Multiprocessing's pool apparently attempts to repopulate the pool in an event of sub-process worker crash. However the pool seems to hangs after about ~ 4*(number of worker) process re-spawns.

I've tracked the issue down to queue.get() stalling at multiprocessing.pool, line 102

Is this a known issue?
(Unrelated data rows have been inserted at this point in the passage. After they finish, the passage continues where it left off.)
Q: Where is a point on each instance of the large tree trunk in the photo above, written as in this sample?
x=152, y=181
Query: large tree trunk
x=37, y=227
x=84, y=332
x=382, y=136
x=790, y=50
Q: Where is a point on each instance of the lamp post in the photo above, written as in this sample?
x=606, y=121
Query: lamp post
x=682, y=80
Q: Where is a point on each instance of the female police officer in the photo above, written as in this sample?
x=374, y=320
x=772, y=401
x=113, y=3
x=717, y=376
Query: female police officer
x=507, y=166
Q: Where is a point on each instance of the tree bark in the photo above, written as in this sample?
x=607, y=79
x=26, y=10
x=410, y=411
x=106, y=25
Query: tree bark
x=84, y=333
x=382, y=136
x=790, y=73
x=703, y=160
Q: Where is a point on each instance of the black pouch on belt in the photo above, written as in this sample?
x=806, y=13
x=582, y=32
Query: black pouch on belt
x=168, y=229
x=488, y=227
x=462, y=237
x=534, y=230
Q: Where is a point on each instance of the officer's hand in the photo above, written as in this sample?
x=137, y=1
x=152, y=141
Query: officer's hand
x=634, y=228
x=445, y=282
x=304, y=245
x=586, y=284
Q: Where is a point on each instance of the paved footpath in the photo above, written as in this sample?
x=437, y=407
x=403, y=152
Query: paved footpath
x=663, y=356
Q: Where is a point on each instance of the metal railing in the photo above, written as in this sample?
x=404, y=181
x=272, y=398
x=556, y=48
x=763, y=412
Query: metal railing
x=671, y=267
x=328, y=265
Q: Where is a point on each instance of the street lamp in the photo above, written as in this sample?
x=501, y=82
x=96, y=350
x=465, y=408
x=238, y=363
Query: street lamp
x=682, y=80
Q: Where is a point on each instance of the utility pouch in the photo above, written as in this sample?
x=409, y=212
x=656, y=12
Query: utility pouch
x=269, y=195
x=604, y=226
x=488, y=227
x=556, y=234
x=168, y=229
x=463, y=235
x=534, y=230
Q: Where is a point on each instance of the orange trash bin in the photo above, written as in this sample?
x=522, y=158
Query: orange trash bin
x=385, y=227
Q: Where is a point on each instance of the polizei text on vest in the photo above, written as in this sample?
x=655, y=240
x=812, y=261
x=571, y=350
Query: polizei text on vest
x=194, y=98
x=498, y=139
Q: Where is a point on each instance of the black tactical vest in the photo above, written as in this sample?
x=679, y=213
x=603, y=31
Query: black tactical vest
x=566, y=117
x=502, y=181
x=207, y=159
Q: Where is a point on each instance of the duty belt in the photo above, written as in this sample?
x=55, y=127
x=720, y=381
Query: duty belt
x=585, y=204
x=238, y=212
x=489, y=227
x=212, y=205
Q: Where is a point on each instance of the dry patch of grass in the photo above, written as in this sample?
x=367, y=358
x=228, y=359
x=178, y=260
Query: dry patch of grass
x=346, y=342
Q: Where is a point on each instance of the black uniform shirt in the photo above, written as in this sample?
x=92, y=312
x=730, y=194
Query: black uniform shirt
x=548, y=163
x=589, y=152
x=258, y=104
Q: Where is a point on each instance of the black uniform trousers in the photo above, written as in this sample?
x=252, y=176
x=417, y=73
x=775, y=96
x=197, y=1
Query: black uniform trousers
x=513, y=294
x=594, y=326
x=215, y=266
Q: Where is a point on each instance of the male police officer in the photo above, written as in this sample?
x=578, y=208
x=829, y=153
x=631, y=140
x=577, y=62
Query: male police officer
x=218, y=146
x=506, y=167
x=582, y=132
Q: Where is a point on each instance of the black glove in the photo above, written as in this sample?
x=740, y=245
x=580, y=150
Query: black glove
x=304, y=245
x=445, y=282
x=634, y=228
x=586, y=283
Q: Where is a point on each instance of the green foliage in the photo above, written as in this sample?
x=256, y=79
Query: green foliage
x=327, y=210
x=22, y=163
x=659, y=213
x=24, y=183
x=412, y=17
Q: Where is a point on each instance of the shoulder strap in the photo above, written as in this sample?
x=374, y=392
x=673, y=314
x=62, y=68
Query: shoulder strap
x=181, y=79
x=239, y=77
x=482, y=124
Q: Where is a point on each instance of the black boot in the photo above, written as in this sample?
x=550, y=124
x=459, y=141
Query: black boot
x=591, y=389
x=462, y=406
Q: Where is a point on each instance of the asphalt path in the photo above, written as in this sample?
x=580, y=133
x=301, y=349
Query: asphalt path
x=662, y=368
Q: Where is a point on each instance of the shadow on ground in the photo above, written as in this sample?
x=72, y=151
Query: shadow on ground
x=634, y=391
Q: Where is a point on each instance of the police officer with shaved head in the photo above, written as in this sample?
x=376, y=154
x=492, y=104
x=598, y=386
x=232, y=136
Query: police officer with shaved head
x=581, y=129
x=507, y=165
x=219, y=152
Are there any known workaround?

To reproduce this issue:

import multiprocessing
import multiprocessing.util
import logging

multiprocessing.util._logger = multiprocessing.util.log_to_stderr(logging.DEBUG)
import time
import ctypes

def crash_py_interpreter():
    print("attempting to crash the interpreter in ", multiprocessing.current_process())
    i = ctypes.c_char('a'.encode())
    j = ctypes.pointer(i)
    c = 0
    while True:
        j[c] = 'a'.encode()
        c += 1
    j

def test_fn(x):
    print("test_fn in ", multiprocessing.current_process().name, x)
    exit(0)

    time.sleep(0.1)

if __name__ == '__main__':

    # pool = multiprocessing.Pool(processes=multiprocessing.cpu_count())
    pool = multiprocessing.Pool(processes=1)

    args_queue = [n for n in range(20)]

    # subprocess quits
    pool.map(test_fn, args_queue)
# subprocess crashes
# pool.map(test_fn,queue)
pitrou commented 6 years ago

Generally speaking, queues can remain in an inconsistent state after a process crash (because the process might have crashed just after acquiring a shared semaphore or sending part of a large message). It's not obvious to me how we could make them safer, at least under Unix where there's no widely-available message-oriented communication facility that I know of.